Le consommateur, surtout en France, est habitué à une livraison à prix réduit et souvent gratuite.

Le consommateur sera donc réduit à se déplacer et porter ses courses alimentaires, comme à l’époque du commerce physique, faute de solution de livraison ?

Pour exister dans ce métier nouveau du commerce alimentaire, Amazon devra trouver des arguments nouveaux. En effet, l’argument du choix, du prix et de la simplicité de livraison ne sera pas nécessairement au rendez-vous.

Amazon sera confronté à une concurrence impitoyable, celle de la grande distribution alimentaire, qui dispose du réseau de magasins dont le rôle évolue vers le métier de point de retrait d’achats sur internet.

Ces groupes disposent également, pour nombre d’entre eux, d’un réseau étendu de drives solos.

La grande distribution mettra en face d’Amazon Fresh des arguments de poids : son réseau, mais surtout sa puissance d’achat qui se met progressivement en place avec les concentrations en cours.

Amazon nous avait donc habitués à des modèles plus innovants que la création de drives.
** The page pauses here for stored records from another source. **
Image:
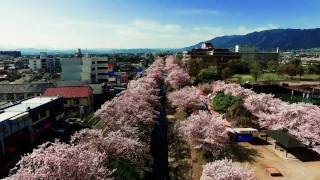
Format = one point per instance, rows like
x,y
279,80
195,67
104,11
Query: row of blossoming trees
x,y
119,151
202,128
300,119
Par exemple, celui de concurrencer la grande distribution en s’appuyant sur les commerces de proximité est très certainement un modèle plus acceptable et plus porteur d’innovation que de devenir un nouveau réseau de drives alimentaires alors même que le territoire français semble atteindre un niveau de saturation.

Amazon pourra trouver chez ces commerces de proximité l’offre de produits, mais aussi la solution de point de retrait, à l’image des points relais.

Amazon pourrait également modifier son image, en se transformant comme un soutien du commerce traditionnel, agir comme un soutien local de la vie de quartiers et pas un concurrent supplémentaire d’un secteur d’activité déjà bien mal portant.